Abghari, Shahrooz, Veselka Boeva, Jens Brage, Christian Johansson, Håkan Grahn, and Niklas Lavesson. "Higher order mining for monitoring district heating substations." In 2019 IEEE International Conference on Data Science and Advanced Analytics (DSAA), pp. 382-391. IEEE, 2019. https://doi.org/10.1109/DSAA.2019.00053
Abstract
We propose a higher order mining (HOM) approach for modelling, monitoring and analyzing district heating (DH) substations’ operational behaviour and performance. HOM is concerned with mining over patterns rather than primary or raw data. The proposed approach uses a combination of different data analysis techniques such as sequential pattern mining, clustering analysis, consensus clustering and minimum spanning tree (MST). Initially, a substation’s operational behaviour is modeled by extracting weekly patterns and performing clustering analysis. The substation’s performance is monitored by assessing its modeled behaviour for every two consecutive weeks.
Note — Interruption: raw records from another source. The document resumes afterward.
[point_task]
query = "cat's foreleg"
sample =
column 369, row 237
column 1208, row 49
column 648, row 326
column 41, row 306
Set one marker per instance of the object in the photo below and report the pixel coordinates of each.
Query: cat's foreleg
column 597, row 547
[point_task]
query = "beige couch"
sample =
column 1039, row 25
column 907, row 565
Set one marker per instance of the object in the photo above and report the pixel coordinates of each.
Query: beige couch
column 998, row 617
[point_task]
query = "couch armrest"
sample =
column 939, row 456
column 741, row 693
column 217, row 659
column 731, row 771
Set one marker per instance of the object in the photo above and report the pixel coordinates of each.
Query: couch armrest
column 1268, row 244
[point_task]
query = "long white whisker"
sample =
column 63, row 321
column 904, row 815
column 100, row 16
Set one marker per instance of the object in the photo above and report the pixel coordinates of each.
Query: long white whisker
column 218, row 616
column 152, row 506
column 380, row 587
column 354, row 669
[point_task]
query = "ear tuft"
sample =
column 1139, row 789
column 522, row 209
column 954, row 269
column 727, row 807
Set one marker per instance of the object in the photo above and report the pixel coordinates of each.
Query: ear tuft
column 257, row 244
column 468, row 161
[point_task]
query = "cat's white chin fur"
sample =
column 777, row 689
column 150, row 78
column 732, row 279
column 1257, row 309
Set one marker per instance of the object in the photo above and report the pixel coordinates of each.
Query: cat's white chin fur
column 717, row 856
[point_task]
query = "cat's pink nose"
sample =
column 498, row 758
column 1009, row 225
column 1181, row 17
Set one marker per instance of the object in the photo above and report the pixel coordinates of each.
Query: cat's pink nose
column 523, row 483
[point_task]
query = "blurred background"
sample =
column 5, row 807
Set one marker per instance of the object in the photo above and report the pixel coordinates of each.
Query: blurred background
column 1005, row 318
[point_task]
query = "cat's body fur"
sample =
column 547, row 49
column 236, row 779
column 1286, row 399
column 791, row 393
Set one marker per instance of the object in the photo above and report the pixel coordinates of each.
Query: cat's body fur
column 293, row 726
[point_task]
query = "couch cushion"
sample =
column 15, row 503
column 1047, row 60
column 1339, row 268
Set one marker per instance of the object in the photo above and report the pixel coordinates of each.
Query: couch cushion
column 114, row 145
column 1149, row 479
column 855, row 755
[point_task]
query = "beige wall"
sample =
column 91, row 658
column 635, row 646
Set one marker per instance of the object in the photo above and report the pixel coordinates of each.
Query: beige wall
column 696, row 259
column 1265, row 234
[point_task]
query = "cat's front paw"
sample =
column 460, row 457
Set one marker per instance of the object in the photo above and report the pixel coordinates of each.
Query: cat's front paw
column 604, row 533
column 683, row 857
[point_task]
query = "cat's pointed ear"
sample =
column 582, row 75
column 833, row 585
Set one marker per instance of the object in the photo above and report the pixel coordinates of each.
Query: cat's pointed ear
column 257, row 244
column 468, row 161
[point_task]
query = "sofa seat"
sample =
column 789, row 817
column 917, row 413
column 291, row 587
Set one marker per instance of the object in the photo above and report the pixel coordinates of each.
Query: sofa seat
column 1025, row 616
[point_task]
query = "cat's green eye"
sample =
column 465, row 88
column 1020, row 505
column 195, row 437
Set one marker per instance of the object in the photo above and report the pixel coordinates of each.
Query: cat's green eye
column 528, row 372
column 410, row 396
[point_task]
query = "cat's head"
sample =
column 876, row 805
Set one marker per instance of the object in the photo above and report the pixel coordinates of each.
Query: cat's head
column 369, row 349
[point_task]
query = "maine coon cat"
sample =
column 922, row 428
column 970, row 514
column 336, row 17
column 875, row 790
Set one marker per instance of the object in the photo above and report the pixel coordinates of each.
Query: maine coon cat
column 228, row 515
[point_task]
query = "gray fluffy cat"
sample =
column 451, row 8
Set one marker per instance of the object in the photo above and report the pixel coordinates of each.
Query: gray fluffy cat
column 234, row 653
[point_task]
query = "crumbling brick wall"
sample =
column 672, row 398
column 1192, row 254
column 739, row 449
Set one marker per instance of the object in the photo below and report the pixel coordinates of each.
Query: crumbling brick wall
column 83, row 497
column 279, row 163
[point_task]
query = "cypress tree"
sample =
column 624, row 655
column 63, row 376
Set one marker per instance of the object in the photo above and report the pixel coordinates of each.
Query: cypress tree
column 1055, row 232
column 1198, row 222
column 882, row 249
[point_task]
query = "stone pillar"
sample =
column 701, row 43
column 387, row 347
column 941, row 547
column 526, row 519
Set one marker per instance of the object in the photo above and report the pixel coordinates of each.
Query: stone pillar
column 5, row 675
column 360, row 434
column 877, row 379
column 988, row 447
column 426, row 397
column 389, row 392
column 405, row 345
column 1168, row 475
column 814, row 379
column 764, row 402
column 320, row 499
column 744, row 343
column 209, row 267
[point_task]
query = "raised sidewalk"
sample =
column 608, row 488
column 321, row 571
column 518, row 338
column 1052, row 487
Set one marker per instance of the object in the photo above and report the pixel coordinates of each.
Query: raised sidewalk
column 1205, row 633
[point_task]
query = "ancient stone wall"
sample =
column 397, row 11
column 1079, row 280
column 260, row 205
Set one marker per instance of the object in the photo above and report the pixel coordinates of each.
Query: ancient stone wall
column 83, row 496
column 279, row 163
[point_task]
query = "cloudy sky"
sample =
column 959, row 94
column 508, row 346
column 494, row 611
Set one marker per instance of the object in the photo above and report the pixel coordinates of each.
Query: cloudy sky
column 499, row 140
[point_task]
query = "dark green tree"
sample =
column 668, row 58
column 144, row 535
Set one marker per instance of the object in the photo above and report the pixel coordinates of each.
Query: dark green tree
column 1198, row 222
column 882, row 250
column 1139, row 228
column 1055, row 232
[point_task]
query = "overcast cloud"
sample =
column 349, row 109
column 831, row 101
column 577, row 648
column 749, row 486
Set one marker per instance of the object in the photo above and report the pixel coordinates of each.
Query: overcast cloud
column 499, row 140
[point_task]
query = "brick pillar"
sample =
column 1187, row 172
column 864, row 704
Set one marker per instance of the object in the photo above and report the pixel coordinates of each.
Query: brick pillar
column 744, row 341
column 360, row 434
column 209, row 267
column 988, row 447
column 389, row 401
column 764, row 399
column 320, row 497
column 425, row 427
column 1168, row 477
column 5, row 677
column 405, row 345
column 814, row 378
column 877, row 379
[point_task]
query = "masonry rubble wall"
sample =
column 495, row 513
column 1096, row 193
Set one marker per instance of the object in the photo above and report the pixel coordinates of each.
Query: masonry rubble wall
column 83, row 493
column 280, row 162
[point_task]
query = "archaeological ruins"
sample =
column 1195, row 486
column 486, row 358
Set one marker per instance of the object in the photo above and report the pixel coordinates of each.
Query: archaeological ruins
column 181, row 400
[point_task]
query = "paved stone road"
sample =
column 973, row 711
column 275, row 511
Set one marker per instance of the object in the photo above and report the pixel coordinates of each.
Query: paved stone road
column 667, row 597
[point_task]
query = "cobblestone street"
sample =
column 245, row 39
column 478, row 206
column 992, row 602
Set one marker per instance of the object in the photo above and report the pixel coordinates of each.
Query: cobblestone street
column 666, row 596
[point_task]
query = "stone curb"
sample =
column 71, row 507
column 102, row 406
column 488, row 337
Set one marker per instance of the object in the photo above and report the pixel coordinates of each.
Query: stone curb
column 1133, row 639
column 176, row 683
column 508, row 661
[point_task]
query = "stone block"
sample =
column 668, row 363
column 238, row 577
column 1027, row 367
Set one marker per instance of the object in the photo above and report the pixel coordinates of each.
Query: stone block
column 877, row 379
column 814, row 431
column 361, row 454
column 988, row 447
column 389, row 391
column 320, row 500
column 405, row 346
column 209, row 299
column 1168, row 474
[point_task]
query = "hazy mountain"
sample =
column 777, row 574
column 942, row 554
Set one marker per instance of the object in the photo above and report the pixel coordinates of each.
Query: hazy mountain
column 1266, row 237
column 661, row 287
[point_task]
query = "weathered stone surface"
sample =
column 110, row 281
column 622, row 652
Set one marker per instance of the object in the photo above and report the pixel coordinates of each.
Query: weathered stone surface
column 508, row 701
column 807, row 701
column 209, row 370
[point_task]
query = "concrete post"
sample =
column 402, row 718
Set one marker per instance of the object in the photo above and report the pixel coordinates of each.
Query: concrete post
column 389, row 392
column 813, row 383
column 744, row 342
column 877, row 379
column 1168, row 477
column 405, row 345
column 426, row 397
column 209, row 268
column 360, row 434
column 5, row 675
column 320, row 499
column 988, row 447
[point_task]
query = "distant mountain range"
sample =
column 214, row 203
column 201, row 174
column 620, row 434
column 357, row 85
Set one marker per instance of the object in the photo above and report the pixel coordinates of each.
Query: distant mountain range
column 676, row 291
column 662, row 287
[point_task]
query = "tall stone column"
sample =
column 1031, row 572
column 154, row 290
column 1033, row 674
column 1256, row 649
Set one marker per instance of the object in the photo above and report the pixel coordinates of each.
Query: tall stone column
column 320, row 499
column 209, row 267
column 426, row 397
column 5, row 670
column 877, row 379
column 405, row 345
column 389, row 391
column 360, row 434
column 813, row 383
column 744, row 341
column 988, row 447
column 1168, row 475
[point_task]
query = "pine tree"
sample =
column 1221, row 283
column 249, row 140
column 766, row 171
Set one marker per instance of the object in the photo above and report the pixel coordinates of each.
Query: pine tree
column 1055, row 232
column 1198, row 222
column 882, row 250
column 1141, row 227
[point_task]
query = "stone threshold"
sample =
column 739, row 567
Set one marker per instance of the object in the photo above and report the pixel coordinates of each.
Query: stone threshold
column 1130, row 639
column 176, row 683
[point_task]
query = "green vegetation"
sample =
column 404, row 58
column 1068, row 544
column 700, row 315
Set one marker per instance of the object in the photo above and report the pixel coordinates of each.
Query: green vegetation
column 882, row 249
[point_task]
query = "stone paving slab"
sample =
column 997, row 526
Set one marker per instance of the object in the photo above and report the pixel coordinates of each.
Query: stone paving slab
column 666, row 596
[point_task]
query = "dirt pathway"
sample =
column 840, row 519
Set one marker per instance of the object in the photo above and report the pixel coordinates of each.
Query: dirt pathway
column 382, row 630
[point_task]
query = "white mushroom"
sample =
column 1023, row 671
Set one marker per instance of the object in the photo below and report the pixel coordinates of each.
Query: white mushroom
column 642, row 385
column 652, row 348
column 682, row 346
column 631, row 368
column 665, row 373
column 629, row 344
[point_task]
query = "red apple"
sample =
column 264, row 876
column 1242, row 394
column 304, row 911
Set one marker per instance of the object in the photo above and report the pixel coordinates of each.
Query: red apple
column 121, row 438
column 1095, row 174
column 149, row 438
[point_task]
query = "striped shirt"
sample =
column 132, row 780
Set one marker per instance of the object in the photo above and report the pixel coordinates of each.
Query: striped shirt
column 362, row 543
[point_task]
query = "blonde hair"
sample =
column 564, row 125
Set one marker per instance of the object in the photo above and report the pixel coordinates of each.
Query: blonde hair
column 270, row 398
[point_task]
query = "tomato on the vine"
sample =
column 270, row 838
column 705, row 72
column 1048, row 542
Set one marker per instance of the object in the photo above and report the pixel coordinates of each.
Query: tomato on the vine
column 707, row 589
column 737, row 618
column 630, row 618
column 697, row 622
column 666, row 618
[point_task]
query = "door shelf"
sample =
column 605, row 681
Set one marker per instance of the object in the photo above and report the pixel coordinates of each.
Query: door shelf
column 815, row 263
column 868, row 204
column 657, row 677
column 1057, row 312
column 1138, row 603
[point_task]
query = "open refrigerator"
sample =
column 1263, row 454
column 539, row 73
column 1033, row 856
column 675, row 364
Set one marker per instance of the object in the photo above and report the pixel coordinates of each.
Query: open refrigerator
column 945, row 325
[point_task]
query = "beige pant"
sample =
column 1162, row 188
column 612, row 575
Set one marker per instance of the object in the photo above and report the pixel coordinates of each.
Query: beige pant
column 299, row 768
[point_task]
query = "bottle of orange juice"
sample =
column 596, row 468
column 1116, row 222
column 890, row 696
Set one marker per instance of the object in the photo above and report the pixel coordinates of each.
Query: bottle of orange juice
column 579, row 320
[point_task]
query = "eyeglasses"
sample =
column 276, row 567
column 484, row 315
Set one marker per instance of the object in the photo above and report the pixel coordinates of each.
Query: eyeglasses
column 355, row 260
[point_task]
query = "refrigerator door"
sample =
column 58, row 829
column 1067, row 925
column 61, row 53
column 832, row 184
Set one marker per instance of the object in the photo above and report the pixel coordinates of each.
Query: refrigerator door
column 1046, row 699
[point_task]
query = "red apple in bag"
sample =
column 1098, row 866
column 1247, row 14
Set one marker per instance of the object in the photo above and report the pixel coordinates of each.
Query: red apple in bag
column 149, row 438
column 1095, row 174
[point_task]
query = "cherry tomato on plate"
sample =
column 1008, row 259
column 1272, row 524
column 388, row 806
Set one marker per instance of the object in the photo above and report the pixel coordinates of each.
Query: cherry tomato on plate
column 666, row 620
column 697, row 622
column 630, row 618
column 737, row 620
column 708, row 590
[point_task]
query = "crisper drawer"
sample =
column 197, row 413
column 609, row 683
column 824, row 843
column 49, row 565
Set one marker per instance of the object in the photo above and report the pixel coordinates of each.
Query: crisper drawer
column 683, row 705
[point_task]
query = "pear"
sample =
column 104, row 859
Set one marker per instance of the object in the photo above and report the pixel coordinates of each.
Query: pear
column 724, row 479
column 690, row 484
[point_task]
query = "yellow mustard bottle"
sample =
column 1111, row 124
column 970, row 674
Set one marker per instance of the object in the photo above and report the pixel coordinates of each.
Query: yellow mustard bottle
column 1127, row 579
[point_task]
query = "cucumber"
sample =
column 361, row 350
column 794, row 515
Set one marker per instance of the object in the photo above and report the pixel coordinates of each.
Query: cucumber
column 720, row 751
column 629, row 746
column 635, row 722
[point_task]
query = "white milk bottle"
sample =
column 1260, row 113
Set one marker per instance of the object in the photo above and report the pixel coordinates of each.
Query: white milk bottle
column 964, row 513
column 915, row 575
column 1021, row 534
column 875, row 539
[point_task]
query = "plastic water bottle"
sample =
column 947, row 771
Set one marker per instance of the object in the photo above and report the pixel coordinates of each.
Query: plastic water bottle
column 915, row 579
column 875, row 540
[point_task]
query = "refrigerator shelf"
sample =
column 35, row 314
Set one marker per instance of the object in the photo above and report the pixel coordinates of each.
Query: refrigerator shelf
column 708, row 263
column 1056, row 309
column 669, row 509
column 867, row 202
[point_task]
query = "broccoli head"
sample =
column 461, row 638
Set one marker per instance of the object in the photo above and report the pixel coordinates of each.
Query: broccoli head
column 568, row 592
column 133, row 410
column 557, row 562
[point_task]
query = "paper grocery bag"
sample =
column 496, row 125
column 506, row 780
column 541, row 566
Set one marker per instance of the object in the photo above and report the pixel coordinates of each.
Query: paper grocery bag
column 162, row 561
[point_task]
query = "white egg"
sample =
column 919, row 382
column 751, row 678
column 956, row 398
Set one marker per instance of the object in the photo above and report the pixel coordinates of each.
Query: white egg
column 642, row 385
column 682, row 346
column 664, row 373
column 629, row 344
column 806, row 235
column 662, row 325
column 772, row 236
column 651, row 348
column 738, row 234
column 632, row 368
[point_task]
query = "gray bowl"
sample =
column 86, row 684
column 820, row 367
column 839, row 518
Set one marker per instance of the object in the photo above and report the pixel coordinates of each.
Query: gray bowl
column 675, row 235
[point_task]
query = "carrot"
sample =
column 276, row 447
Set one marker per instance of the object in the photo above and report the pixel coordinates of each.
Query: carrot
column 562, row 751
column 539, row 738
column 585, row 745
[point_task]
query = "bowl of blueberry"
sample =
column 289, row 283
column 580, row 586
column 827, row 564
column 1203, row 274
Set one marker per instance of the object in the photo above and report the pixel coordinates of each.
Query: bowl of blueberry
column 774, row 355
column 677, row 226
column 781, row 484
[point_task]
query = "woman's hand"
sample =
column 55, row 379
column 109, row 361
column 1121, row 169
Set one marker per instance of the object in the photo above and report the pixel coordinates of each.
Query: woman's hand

In case some significant difference is observed, further analysis is performed by integrating the built models into a consensus clustering and applying an MST for identifying deviating behaviours. The results of the study show that our method is robust for detecting deviating and sub-optimal behaviours ofDH substations. In addition, the proposed method can facilitate domain experts in the interpretation and understanding of the substations’ behaviour and performance by providing different data analysis and visualization techniques.